The one other point about this is, if you are INCAPABLE of leaving your house to go out to do something without drinking, that’s a pretty serious problem and you should REALLY take a look at what’s happening in your life. It seems to me that it comes very close to alcoholism. It is fully possible to go out and enjoy an evening without liquor everyone, it really is. If the only way you know how to have fun is going out and getting trashed, then maybe that’s really all you deserve in terms of an ‘arts community’. Strip clubs, DJs, and dollar beer will be all you get, and if that makes you happy then that’s fine. The trouble is that a lot of the people I hear complain and complain about how nothing ever happens in town, are the same people who can’t be bothered to do anything that isn’t “getting drunk”, so, shut up.
Now, onto the issue that really steams me.
“BUT NOBODY IN TOWN HAS ANY MONEY TO SPEND ON GOING TO SHOWS OR ANYTHING”.
I have to use Port Alberni specifically to make my point in this example, but again, I’m sure there is some version of this happening where you are too. I have heard time and time again, that no one has jobs and no one has money and life is so hard and whatever. Fine. Except, I see evidence to the contrary ALL OVER the place. Port Alberni has at LEAST 6 liquor stores that are thriving, almost twice as many bars that are doing just fine, and recent was able to put enough money together to purchase their local hockey team. Clearly the folks of the Valley aren’t as hard up as I would be led to believe, what is very prevalent is a mixing up of priorities. It’s clear based on what I’ve said what the priority seems to be. Also, I know a pretty large number of people who will blast over to Vancouver whenever Taylor Swift is in town, or the Canucks are playing. Again, this would be fine, if they weren’t the same people who were perpetually heard complaining about how boring their town is.
The fact is, on average there are 3-4 shows PER WEEK in Port Alberni. The arts community is desperately trying to hang on in a town that clearly doesn’t give a shit about it. I know some of you reading probably went “THAT JERK, I CARE”, and I’m sure you do. It’s possible that this isn’t about you.
Look, this might have seemed ranty, and hostile, but the fact is, if you ever wonder why the scene in the Valley or in your small town or even massive city is fading, or struggling, sometimes you have to look in the mirror and see if maybe you’re part of the problem. Take responsibility.

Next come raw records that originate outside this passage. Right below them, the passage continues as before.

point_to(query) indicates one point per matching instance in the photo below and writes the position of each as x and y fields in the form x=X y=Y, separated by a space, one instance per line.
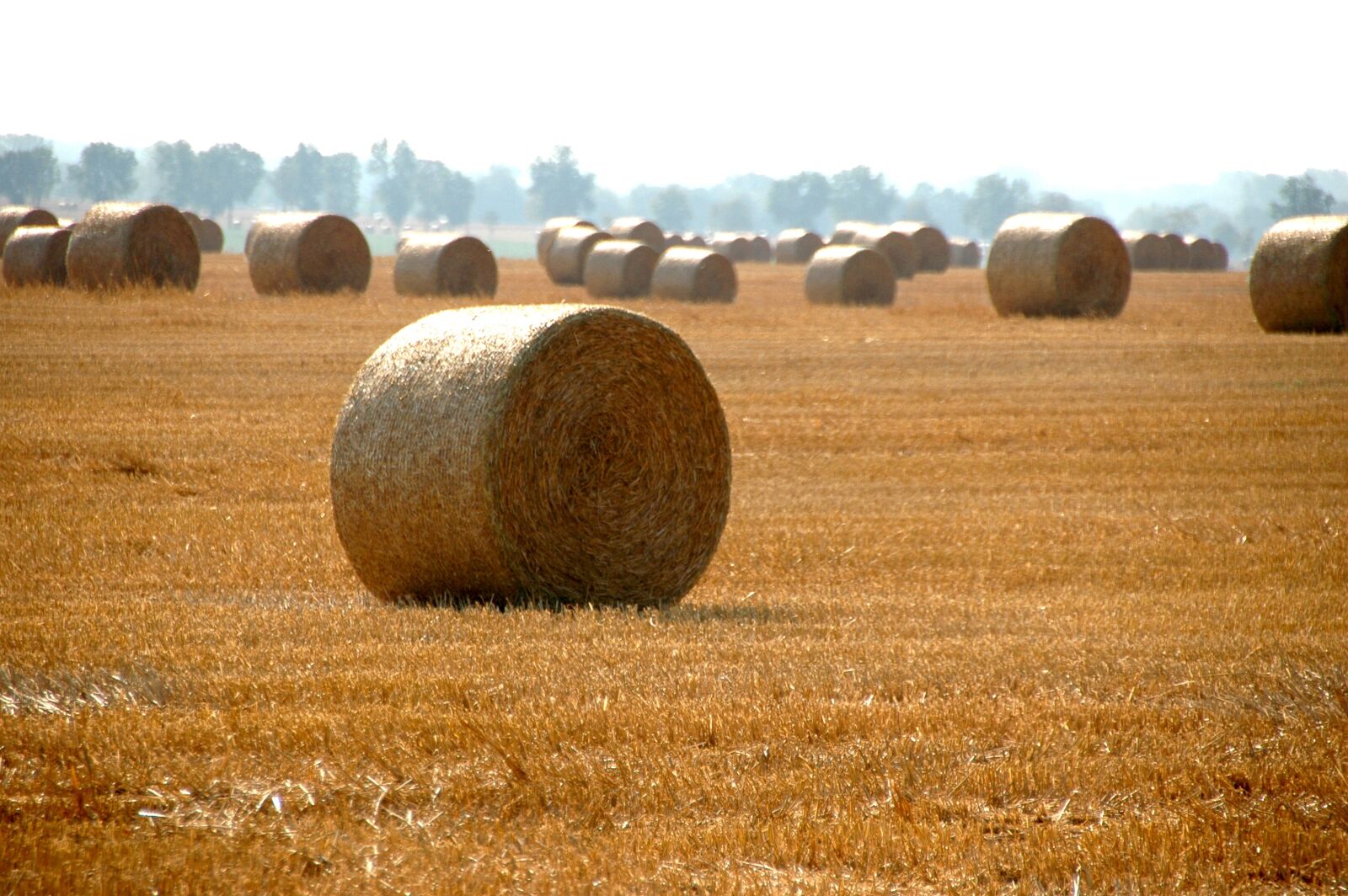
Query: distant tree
x=29 y=175
x=104 y=172
x=800 y=200
x=671 y=209
x=444 y=193
x=559 y=188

If there is no audience, there is no show. The arts community doesn’t exist independently, it exists with your support. Without support, it dies. That’s just the way things are. Go and support the local arts community, go to shows, get out of your house. Your PVR works, so just leave the house and maybe don’t go to the bar this weekend. I’m just saying. The strippers will always be there, the music scene might not be.
Think about it before you complain about how boring your town is.